Rob Dobson, Director at S&P Global, said: “The improved expansion of output at manufacturers, while positive in itself, failed to mask the continued headwinds buffeting the sector at the start of the second quarter. New business growth near-stalled as a slowdown in the domestic market was accompanied by a further deterioration in export orders.
“Manufacturers and their clients are struggling as lockdowns in China and the Ukraine war exacerbate stretched global supply chains, the inflationary picture worsens and geopolitical tensions rise. Specific to the UK, Brexit represents an additional headwind, notably via lost EU customers, increased paperwork, customs checks and border delays. Business optimism has fallen to a 16-month low as companies become more cautious about the future outlook.
“The inflationary situation is getting increasingly fraught. Input costs rose to the second-greatest extent in the 30-year survey history, leading to a record increase in factory gate selling prices. Around 85% of manufacturers reported higher purchasing costs, compared to no reports of a decrease, with several firms simply noting that 'everything' was up in price.
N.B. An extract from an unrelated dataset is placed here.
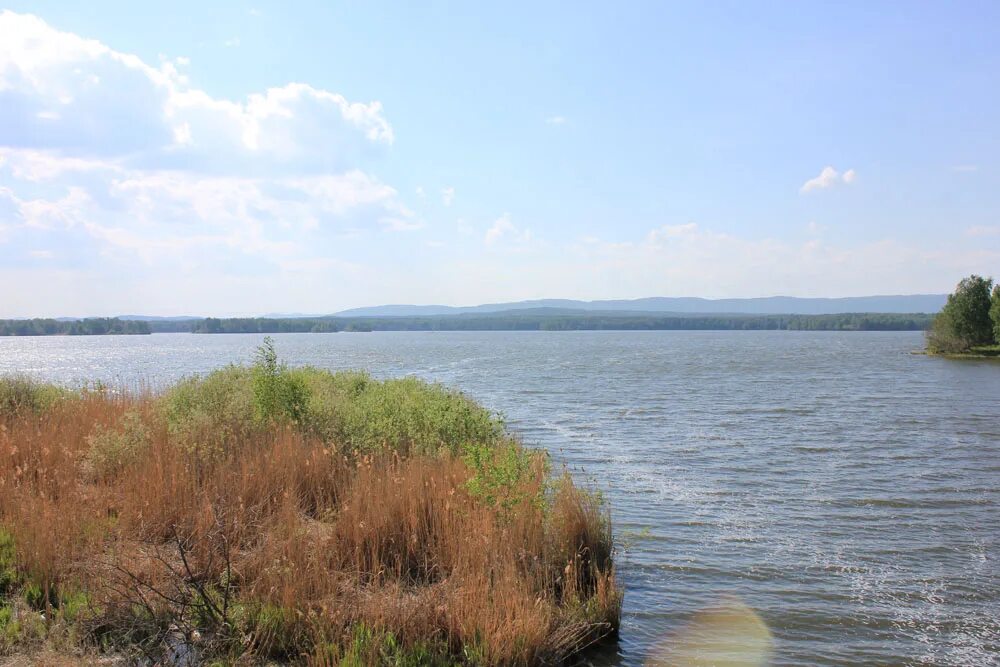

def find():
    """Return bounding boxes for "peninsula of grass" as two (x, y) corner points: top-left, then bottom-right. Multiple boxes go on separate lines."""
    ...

Worryingly, consumer goods producers reported record increases in both output charges and input costs, which is likely to further constrain household spending and reinforce the cost-of-living crisis.”
Duncan Brock, Group Director at the Chartered Institute of Procurement & Supply: “In spite of the softer rate of expansion in new business, the manufacturing sector held its ground in April, benefiting from work already in hand and recent easing of supply chain stresses.
“However, it is difficult to see where ongoing growth will come from in the coming months as new order growth was the most sluggish in over a year. Higher costs and shortages took a bite out of potential opportunities with clients hesitating to place orders and Brexit obstacles weighing down as work from overseas shrank for a third month in a row. Not one business in the survey reported paying less for their materials in April and 85% of supply chain managers reported higher costs, leading to the second highest inflationary rise in PMI history.
“Manufacturers are certainly feeling the pressure resulting in less optimism for the year ahead. With the lowest business expectations since December 2020, the global economy will need to pull a rabbit out of the hat to give manufacturers the leg up they need.”